Arabia Saudita, Emirati Arabi, Bahrain ed Egitto, dopo la rottura delle relazioni diplomatiche con il Qatar, hanno inviato a Doha tredici richieste a cui rispondere entro dieci giorni per poter riprendere il dialogo. Richieste fatte apposta per ricevere una risposta negativa e buttare legna sul fuoco di una crisi che ha una sola motivazione, come ha detto al sussidiario Andrea Margelletti: “Mettere in un angolo l’Iran, che dopo due elezioni vinte dai moderati sta dimostrando tutta la sua volontà di dialogare con l’Occidente. Questo, evidentemente, dà fastidio a qualcuno”. Anche qualcuno che dall’Arabia Saudita si è portato a casa un bell’assegno tondo tondo: “Donald Trump fa quello che aveva annunciato, rifare l’America grande, e c’è una sola grande industria nazionale che guadagna bene, non solo negli Usa, ed è quella militare”.



La crisi dei Paesi del Golfo arriva a una svolta: a che cosa mirano l’Arabia Saudita e i suoi alleati?

La chiave di tutto è ovviamente l’Iran. Si sta giocando una partita che dal 1979 a oggi non è mai stata giocata.

Quale?

L’Iran si sta presentando come una realtà, grazie a due elezioni di seguito vinte dai moderati, con la quale si può aprire un dialogo come sempre in precedenza c’era stato con il mondo occidentale per decenni. Questo naturalmente fa paura a chi dal 1979 a oggi ha beneficiato di questa chiusura. 



Che ovviamente sono i Paesi del Golfo. Ma l’Egitto cosa c’entra in tutto questo?

L’Egitto contava moltissimo una volta nel mondo arabo, un vecchio adagio diceva “succede prima in Egitto e poi nel mondo arabo”. L’Egitto ha ancora un grande peso dal punto di vista culturale ma è un paese in drammatica crisi economica e interna, il suo peso è meno rilevante di quello che ha sempre avuto e cerca di riproporsi nuovamente nel mondo arabo.

Dietro a questa crisi scatenata contro il Qatar ci potrebbe essere dietro l’America? Forse non è un caso che sia scoppiata pochi giorni dopo la visita di Trump in Arabia Saudita.
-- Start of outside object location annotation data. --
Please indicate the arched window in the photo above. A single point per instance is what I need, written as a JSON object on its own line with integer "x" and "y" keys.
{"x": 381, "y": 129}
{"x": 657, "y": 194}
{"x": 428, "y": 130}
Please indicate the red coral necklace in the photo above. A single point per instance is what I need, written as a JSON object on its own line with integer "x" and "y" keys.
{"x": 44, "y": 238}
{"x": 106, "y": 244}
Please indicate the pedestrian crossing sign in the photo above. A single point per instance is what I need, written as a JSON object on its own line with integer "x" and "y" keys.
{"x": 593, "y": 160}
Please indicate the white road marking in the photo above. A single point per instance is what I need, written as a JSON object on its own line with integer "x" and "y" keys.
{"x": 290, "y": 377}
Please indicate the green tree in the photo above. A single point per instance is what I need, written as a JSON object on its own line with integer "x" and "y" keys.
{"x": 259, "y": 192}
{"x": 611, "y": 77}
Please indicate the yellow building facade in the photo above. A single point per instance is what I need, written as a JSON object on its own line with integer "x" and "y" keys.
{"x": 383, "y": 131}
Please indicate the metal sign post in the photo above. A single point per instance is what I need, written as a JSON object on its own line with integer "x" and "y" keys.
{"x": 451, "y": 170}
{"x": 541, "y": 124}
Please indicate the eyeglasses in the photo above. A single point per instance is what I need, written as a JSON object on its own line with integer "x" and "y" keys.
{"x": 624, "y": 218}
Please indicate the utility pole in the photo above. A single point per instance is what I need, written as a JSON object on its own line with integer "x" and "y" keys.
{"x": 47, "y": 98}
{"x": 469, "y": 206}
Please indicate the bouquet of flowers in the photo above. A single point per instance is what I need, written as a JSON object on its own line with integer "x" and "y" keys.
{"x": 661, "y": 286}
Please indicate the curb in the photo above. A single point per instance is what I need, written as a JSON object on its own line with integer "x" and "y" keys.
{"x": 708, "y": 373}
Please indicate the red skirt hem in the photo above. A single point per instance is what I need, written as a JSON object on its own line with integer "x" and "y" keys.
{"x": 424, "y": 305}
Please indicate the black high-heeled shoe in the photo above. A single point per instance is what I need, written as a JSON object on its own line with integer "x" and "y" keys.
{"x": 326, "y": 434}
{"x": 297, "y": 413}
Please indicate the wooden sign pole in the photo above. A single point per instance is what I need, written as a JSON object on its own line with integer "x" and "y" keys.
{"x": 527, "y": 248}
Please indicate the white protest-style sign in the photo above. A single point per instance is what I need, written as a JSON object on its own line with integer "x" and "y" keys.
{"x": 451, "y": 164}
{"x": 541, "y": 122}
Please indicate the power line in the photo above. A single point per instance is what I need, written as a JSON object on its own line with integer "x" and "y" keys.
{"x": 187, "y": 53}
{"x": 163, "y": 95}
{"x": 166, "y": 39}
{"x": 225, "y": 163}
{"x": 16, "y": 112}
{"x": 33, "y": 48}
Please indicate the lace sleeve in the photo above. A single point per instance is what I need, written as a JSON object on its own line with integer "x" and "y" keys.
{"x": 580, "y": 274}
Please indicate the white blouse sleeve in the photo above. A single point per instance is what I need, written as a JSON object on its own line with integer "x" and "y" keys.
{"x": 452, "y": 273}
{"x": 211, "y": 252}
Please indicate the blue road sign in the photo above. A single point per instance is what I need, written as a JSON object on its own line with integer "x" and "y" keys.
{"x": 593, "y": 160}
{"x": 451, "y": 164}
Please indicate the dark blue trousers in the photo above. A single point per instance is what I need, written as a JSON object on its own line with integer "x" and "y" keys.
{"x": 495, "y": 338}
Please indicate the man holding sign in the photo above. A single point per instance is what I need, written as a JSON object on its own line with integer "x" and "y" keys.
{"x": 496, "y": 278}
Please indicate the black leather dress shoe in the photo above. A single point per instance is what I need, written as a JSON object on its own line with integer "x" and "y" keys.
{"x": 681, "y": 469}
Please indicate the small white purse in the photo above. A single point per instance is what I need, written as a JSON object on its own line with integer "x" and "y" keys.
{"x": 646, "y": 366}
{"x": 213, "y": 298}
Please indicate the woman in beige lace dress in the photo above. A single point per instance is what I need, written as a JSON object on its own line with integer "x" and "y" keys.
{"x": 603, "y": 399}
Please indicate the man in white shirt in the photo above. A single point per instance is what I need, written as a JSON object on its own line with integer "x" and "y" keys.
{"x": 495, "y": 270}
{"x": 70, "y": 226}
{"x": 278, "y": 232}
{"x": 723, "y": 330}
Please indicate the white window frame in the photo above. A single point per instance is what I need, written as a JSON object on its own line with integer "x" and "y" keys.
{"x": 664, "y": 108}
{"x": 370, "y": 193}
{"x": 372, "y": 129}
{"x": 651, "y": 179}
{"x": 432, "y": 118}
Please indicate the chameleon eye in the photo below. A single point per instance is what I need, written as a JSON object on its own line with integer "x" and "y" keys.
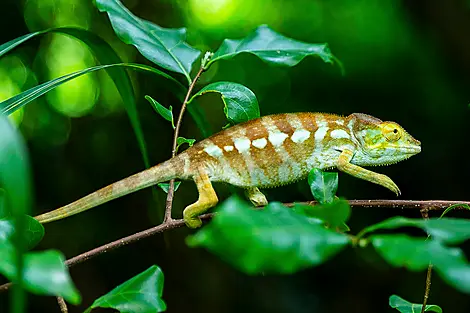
{"x": 391, "y": 132}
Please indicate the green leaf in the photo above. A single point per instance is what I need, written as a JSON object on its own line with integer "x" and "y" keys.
{"x": 32, "y": 236}
{"x": 15, "y": 179}
{"x": 166, "y": 186}
{"x": 335, "y": 214}
{"x": 14, "y": 169}
{"x": 142, "y": 293}
{"x": 273, "y": 240}
{"x": 14, "y": 103}
{"x": 3, "y": 208}
{"x": 415, "y": 254}
{"x": 44, "y": 273}
{"x": 163, "y": 46}
{"x": 323, "y": 185}
{"x": 404, "y": 306}
{"x": 449, "y": 230}
{"x": 181, "y": 140}
{"x": 272, "y": 48}
{"x": 240, "y": 103}
{"x": 160, "y": 109}
{"x": 105, "y": 54}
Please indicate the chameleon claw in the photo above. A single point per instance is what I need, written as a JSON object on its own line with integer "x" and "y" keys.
{"x": 256, "y": 197}
{"x": 192, "y": 222}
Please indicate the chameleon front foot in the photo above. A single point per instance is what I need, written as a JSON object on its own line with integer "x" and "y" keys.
{"x": 388, "y": 183}
{"x": 256, "y": 197}
{"x": 207, "y": 199}
{"x": 191, "y": 221}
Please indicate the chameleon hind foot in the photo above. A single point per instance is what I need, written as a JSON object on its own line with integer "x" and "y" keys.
{"x": 256, "y": 197}
{"x": 207, "y": 199}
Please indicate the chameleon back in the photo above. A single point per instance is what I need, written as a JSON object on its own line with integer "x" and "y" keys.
{"x": 270, "y": 151}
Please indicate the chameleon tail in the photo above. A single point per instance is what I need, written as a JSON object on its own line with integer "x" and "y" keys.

Certamente. Da parte di una componente dell’amministrazione americana c’è la necessità di mettere l’Iran sempre più in difficoltà. La vittoria dei moderati mette a sua volta quella parte in difficoltà. Hanno vinto quelli che vogliono il dialogo. L’interesse americano a vendere armi poi è tornato alla ribalta grazie a Trump. Con il suo slogan “make America great again”, il presidente americano intende rilanciare la grande industria nazionale che, anche in Europa, è quella militare. La difesa è per definizione un’industria nazionale e quindi l’aumento di attenzione in quell’area da parte di Washington significa che si vendono più armi. Non a caso è tornato con un assegno importante.

Che cosa succederà adesso? Il Qatar accetterà le richieste?
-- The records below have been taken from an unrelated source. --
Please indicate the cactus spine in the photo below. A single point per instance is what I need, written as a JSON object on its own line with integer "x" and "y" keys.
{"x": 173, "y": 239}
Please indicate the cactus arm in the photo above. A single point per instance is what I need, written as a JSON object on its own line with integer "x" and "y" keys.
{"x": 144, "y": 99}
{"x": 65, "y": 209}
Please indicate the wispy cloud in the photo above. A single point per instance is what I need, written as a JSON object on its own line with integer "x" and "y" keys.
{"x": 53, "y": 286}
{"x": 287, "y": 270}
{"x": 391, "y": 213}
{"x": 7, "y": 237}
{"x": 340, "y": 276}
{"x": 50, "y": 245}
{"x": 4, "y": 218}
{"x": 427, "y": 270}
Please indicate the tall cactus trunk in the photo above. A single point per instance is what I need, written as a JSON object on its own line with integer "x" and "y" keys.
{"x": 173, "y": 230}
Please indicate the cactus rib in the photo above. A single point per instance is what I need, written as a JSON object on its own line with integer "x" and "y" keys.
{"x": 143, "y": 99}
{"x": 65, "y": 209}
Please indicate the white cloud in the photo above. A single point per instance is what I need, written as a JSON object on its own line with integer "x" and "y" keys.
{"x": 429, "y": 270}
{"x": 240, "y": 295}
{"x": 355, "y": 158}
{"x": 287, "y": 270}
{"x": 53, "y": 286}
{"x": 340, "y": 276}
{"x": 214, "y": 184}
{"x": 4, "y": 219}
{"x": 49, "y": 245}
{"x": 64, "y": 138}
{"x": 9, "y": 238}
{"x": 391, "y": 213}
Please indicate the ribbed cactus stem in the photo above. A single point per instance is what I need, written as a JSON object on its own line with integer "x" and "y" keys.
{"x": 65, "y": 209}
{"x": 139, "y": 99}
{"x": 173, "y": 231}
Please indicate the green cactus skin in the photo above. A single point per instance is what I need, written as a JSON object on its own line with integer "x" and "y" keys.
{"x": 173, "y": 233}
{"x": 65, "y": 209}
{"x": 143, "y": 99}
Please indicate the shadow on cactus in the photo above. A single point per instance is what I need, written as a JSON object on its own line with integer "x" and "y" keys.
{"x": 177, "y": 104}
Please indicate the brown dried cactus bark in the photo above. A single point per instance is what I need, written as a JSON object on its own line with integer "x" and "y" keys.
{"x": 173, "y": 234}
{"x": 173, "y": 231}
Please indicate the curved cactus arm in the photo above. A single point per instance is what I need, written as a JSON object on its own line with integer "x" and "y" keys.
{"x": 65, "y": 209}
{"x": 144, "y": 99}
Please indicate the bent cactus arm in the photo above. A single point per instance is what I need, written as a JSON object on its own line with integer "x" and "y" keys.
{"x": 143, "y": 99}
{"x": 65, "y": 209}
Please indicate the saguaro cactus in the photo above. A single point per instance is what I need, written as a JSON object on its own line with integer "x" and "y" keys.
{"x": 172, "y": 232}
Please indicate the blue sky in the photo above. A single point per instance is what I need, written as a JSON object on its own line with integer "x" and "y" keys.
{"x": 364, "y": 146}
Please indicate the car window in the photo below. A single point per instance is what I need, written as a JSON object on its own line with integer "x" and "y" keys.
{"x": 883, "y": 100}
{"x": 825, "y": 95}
Difficilmente. L’attivismo del Qatar è relativamente nuovo, ha una decina di anni, ma ha ottenuto grandi successi. E’ riuscito a ottenere proventi economici non solo dall’economia energetica, ma ha diversificato, ha dato vita a un attivismo nel campo comunicazione molto forte. E poi c’è un cambio generazionale in atto della leadership che mira a rendere il Paese sempre più indipendente da quelli circostanti.

Tra le richieste fatte quella di non sostenere i gruppi terroristici fondamentalisti, cosa che fa ridere pensando che viene dall’Arabia…

Infatti, non c’è proprio nulla da dire al proposito.

Iran, ma anche Turchia, che in Qatar ha una base militare e sta sostenendo economicamente il paese dopo la rottura dei rapporti con i Paesi del Golfo. Quale il suo ruolo?

La Turchia tradizionalmente vuole un ruolo egemonico nel mondo arabo come ha sempre avuto ai tempi dell’impero ottomano, ma paga lo scotto di non essere una nazione araba e quindi in qualche maniera è una partita già scoperta, cerca una base in quella zona per infilarsi nel mondo arabo, ma non solo. Vuole avere interlocutori importanti ma cerca sempre di essere la nazione leader e non credo proprio che il Qatar voglia essere un fronte secondario di qualcuno. 

In che modo ritiene che il Qatar risponderà all’ultimatum?

Chiunque conosca abbastanza bene il mondo arabo anche per averci passato qualche giorno, sa che c’è una sola parola importante che lo definisce: negoziazione. Si procederà con lunghe negoziazioni, dialoghi, compromessi e promesse e rifiuti da una parte e dall’altra.